Phase One: Indicators
The indicators that I feel the most comfortable using are RSI, MACD, Moving Average, and Bollinger Bands; therefore, I will research each to understand its limitation and how it was created. Below I will put a summary of my findings for my own referencing in the future. Of course, as time progresses, one or more of the indicators may be replaced.
Moving average (MA)
Combines price points over a specific time frame and divides them by the number of data points to create a trend line. Even though there are three types, simple moving average, weighted moving average, and exponential moving average, I look to stick with the simple moving average in the 20,50- and 200-time frames. This is because I mainly use it to determine the support and resistance and determine when the current trend may reverse when two or more of them cross.
Does not consider the change in fundamental factors like competition.
It cannot be applied to all markets due to the difference in asset price history and volatility.
The trend can be different depending on the time frame.
The simple moving average does not weigh the more recent price movement more than past price movement.
It does not work well when a stock is very volatile.
Moving average convergence divergence (MACD)

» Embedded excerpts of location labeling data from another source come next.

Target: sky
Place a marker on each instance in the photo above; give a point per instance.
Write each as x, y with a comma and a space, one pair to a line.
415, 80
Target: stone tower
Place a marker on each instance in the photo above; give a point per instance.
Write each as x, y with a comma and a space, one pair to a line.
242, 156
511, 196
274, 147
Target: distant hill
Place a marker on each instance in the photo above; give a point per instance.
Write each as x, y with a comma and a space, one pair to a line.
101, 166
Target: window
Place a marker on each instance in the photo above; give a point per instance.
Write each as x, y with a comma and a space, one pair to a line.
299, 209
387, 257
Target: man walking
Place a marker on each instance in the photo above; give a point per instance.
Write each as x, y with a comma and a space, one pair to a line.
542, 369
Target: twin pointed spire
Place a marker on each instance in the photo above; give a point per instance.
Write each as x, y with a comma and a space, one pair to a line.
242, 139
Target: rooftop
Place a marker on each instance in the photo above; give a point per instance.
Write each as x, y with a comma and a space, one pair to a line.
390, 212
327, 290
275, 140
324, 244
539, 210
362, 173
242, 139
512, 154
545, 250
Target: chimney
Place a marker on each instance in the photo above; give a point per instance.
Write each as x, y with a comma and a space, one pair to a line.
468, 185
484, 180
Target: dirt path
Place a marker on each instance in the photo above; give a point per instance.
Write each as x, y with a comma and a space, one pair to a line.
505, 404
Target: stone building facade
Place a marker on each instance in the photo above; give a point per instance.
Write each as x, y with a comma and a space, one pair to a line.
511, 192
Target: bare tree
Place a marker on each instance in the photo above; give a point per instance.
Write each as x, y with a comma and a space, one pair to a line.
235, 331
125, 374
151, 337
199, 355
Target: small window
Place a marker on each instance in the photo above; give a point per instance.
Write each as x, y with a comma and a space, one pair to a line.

Compares two moving averages to determine a change in momentum. If two moving averages are coming together, then momentum decreases, but if they are moving apart, then momentum is increasing.
Because it is a lagging indicator, it could lead to being whipsawed in and out of positions.
Uses dollar value between two moving averages instead of the percentage difference.
Provides a range within which the price of an asset typically trades. The width of the bands determines an increase or decrease in volatility. Shorter width would indicate lower volatility, while larger bands would indicate high volatility.
They will not predict the market move as they are a lagging indicator.
It does not indicate when selling or buying pressure will end.
Relative strength index (RSI)
Determines when a possible dangerous price movement may occur by considering the price change. For example, over 70 would indicate that a security is becoming overbought, while a reading below 30 would indicate oversold.
Provides false signals during the trending zone.
Ignores volume completely during key reversal levels.